Thu Nov 28, 2019, 05:21 PM
Nov 2019

About around 1/4 cup in about 1/2 gallon of soup ... don't want it pasty or anything

There are some other soups I love cream in though, a'course. I made a imitation of the Sausage/Kale/Potato soup they have at Olive Garden, one of favorite soups ever, a few months back ... cream is a critical component. Came out damn good if I say so myself.

procon

(15,805 posts)
5. Do it both ways.
Thu Nov 28, 2019, 04:58 PM
Nov 2019

Start with your clear broth soup, enjoy it for a couple of days then transform it into a thick and creamy soup to finish.

I thicken the soup with a peppery roux with 2 cups cheddar melted in. You can also use instant potato flakes or leftover mashed potatoes to thicken. I like to add some dumplings to the pot, too.

 

mr_lebowski

(33,643 posts)
7. Yeah, I've done that before too, for sure!
Thu Nov 28, 2019, 05:22 PM
Nov 2019

Decided to do a light thickening from the start though this time. I like how it pulls the floating fat down from the top and kinda mixes it throughout the soup.

I should try the roux method ... I just put the flour in cool water and pour it in.
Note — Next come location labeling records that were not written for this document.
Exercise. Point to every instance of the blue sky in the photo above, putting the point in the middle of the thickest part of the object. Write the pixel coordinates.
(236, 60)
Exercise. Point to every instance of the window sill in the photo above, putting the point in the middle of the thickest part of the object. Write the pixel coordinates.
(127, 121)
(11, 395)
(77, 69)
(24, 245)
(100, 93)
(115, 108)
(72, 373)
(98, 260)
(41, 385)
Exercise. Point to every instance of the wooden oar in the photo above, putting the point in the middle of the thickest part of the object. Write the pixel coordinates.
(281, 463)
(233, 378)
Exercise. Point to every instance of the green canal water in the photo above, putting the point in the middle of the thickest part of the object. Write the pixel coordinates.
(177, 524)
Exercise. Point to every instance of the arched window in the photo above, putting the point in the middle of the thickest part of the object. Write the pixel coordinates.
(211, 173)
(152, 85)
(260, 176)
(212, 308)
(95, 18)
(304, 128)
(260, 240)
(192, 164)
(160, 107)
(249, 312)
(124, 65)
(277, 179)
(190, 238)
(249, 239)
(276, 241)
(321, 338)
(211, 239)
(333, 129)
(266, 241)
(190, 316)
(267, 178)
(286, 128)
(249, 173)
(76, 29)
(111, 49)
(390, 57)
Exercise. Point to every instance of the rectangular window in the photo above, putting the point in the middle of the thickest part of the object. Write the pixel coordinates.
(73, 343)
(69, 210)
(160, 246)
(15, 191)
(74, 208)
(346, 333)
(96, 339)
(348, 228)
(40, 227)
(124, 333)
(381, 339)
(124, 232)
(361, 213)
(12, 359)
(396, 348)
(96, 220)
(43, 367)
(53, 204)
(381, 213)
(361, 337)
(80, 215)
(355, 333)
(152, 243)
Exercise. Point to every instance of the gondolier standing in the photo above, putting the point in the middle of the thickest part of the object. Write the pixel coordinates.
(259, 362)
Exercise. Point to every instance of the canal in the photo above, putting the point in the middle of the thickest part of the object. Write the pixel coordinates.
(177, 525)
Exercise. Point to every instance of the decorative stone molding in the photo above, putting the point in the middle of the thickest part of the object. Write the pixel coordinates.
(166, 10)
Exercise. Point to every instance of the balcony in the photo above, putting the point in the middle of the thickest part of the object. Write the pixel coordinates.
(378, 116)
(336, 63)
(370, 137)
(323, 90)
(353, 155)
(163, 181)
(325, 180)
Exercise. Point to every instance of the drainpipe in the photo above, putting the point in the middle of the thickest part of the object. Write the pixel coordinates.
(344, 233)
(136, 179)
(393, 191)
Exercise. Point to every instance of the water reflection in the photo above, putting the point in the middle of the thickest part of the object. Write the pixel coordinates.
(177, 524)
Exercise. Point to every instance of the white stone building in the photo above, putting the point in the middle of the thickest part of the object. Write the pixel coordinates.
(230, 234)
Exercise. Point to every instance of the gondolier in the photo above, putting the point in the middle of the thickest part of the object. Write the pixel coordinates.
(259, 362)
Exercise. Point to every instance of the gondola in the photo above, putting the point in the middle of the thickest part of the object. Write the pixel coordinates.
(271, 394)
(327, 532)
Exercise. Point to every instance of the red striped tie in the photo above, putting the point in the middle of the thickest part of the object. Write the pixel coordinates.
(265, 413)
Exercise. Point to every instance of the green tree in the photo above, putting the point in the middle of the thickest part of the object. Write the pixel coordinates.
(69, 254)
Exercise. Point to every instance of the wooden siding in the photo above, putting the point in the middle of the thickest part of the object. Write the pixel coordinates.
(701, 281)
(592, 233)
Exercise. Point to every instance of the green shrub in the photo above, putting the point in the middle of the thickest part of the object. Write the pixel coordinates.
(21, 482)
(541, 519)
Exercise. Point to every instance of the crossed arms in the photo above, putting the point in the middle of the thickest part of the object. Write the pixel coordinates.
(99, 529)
Roux is probably better come to think of it

flor-de-jasmim

(2,125 posts)
10. Clear, but with some spices:
Thu Nov 28, 2019, 06:39 PM
Nov 2019

Cloves of garlic
Fresh ginger
Cumin
Turmeric

When the soup is nearly finished, I drop a couple of eggs into the hot soup and use a fork to swish them around until the soup is cloudy, then I squeeze fresh lemon in to finish.

For a substantial soup for 2 I use about 2 tbsp cumin and a little less turmeric, 1 tbsp chopped ginger and 3-5 cloves garlic, 2 eggs and one-half lemon.